Does the distribution of mass or density of mass inside the event horizon matter for a black hole to exist as we currently theorize? Could the mass inside the event horizon be distributed in any way at all, or have any density so long as it is dense enough to locate 100% of the mass inside the Schwarzschild radius?

  • $\begingroup$ You could say that but it isn't exactly the same question. That question is basically are singularities real? I'm asking whether there is anything in the math that makes up our current understanding of a black hole that allows for different distributions and densities of mass inside the event horizon. $\endgroup$
    – Kanero
    Dec 29 '16 at 21:44
  • $\begingroup$ Quark degeneracy pressure (if it's existence can be proven) could theoretically sustain the shape of the collapsed core, while balancing the gravitational forces within the object, much like neutron degeneracy does for neutron stars. All while maintaining a radius less than a Schwarzchild radius.

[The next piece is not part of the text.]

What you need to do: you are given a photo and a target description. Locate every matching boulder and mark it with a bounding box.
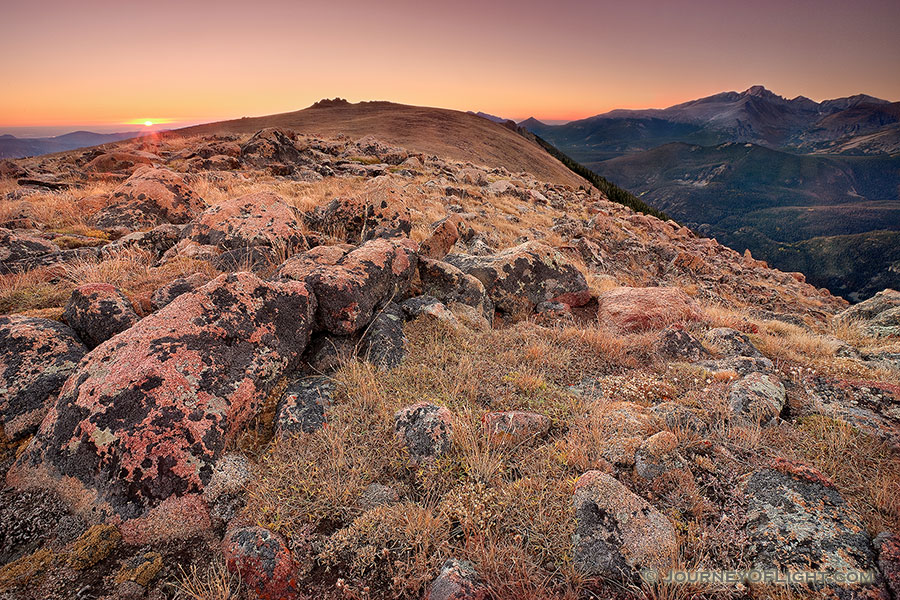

But good luck finding a scientist willing to back that up aloud in public. $\endgroup$
    – LaserYeti
    Dec 31 '16 at 3:37

As a star or neutron star collapses to form a blackhole there will, of course, be a moment when the matter is distributed everywhere within the event horizon. So, there may not be a singularity within a full fledged blackhole, at first. But, the inward forces within the event horizon are irresistible (considering that escape velocity is greater than the speed of light) and so everything within the event horizon must fall into a singularity. How long this takes is complicated by the issue of which reference frame you chose to time it.